We know from past downturns and periods of volatility that often the best course for investors is to stick to their individual plans. In equities, popular wisdom argues that you should maintain a long-term focus, stay invested and take advantage of dollar cost averaging through the downturn.
In bonds, however, now is the time to take a closer look at what you own.
We’ve been preaching “lower for longer” for years. In March, U.S. Treasury yields reached new all-time lows as the U.S. Federal Reserve cut its policy rate to 0.00%–0.25%. With the return of zero interest rate policy, the discussion of negative rates in the U.S. will begin in earnest.
It’s not our base case that we see a negative policy rate in the U.S., but everyone should be prepared to hear more noise on this front. Although U.S. rates are closer to the zero lower bound now, they still have room to fall if, for instance, the recovery takes longer than expected.
During a recessionary period, we know credit becomes challenged. Our starting point adds to the difficulty: Going into this downturn, the riskiest segments of the credit market (BBB-rated investment-grade corporate debt, high-yield credit and leveraged loans) had reached a 20-year high as a percentage of U.S. GDP at 25%. Notably, BBB debt as a percentage of the investment-grade credit market had also ballooned to roughly 50% of that universe
Working through this imbalance will take time. We also expect the unwind and repricing of risk in the market will continue to be exacerbated by a lack of liquidity. In the initial price decline, banks quickly reached balance sheet risk limits. Investors who have been blindly riding the credit wave for years haven’t been able to unwind, even if they wanted to do so.
The lack of liquidity has been more severe in this downturn compared to the 2008–09 financial crisis.

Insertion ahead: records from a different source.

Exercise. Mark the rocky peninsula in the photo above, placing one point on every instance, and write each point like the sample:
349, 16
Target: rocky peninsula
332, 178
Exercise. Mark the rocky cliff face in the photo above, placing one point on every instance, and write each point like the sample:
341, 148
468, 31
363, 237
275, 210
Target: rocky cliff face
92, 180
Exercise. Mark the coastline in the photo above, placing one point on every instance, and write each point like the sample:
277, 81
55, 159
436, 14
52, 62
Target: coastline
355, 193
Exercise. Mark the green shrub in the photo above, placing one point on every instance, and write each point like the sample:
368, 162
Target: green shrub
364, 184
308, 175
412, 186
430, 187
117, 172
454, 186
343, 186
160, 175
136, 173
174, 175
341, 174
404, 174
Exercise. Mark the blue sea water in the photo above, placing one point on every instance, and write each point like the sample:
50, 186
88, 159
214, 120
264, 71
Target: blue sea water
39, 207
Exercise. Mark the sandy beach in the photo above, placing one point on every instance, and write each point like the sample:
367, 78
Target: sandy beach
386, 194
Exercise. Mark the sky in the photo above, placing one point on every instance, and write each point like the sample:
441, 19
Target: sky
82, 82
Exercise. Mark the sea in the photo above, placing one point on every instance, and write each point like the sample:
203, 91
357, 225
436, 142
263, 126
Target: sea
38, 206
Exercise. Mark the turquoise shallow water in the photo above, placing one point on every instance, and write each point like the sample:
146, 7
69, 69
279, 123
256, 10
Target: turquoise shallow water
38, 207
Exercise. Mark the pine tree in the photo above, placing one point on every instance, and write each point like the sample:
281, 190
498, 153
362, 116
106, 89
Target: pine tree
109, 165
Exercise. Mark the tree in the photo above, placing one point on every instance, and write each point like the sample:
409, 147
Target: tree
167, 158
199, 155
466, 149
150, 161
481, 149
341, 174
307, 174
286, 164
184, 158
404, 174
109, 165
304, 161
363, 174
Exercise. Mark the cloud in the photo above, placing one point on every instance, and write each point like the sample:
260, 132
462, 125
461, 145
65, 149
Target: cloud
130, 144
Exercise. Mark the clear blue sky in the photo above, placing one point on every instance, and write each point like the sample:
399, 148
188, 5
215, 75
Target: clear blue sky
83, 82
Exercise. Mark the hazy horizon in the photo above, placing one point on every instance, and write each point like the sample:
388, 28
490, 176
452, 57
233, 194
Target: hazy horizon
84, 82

Measures have been taken to alleviate stress in the system, and they’re helping, but it’s unlikely that we will see markets return to their pre-COVID-19 complacency.
As spreads in corporate credit have widened substantially, we are now less defensively positioned, but we remain risk aware as we evaluate new opportunities. Years of excesses still need to unwind. We will ultimately find value, as we did in recent weeks when credit spreads — the difference between yields offered by U.S. corporate debt and U.S. Treasuries — hit their widest levels. We will continue to take advantage of opportunities on a security-by-security basis, viewed through the eyes of our experienced analysts.

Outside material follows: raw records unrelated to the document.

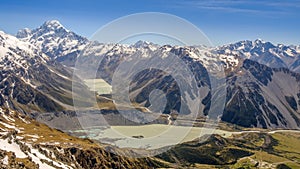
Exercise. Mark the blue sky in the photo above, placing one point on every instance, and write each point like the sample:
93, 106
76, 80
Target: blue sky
223, 21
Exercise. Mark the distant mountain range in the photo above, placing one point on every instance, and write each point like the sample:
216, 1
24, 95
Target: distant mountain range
262, 79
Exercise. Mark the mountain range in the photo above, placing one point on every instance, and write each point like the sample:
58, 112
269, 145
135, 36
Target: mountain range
262, 78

We’re still mindful that we’re likely to shift from the “hope” that’s driven the recent rebound in asset prices to the “reality” stage reflecting the weak current state of our economy. With a lot still unknown, spreads have the potential to move wider again, notwithstanding central banks that have gone all-in, particularly in those areas of the market that were not previously supported by central bank purchases or lending programs. Over time, further credit spread widening may present attractive entry opportunities.
In previous commentaries, we’ve talked about considering “upgrading the core” of your fixed income allocation. That message is more relevant today than ever. Our view is that now is the time to stay strong at the core, remain risk aware and avoid the temptation to reach for yield. Even with historically low U.S. Treasury yields, it’s not too late to make sure your bond portfolio is doing what it should — providing diversification from equity exposure and preserving capital.

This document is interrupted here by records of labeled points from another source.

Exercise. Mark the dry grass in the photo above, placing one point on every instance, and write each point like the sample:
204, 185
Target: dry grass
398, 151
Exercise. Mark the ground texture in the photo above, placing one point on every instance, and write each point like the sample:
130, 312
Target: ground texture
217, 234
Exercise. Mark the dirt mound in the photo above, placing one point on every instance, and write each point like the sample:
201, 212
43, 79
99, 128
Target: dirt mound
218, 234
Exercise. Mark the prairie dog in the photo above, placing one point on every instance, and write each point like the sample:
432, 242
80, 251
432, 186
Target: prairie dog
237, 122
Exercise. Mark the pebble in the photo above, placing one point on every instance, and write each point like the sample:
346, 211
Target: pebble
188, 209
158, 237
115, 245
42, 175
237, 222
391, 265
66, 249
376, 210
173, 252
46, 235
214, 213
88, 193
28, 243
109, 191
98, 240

During this volatile period, many investors have been surprised to see their bond funds fail to perform their intended role. For example, all five of the largest core-plus bond funds available in the U.S. declined in the month of March, posting an average loss of 3.3%. And even some short-term bond funds have struggled, producing negative returns in this environment.
Be mindful that bond funds with “core plus,” “total return” or “income” on the label tend to be overweight lower rated corporate credit, emerging markets debt and structured products, and they can be significantly underweight U.S. Treasuries. These types of funds can be important components of an overall bond allocation if they are part of a well-diversified bond portfolio.
The truth is, no one knows what will happen next. But you can focus on making sure that as the highs and lows of these volatile times continue, your fixed income portfolio is designed to absorb the shocks and help provide a measure of stability when you need it most.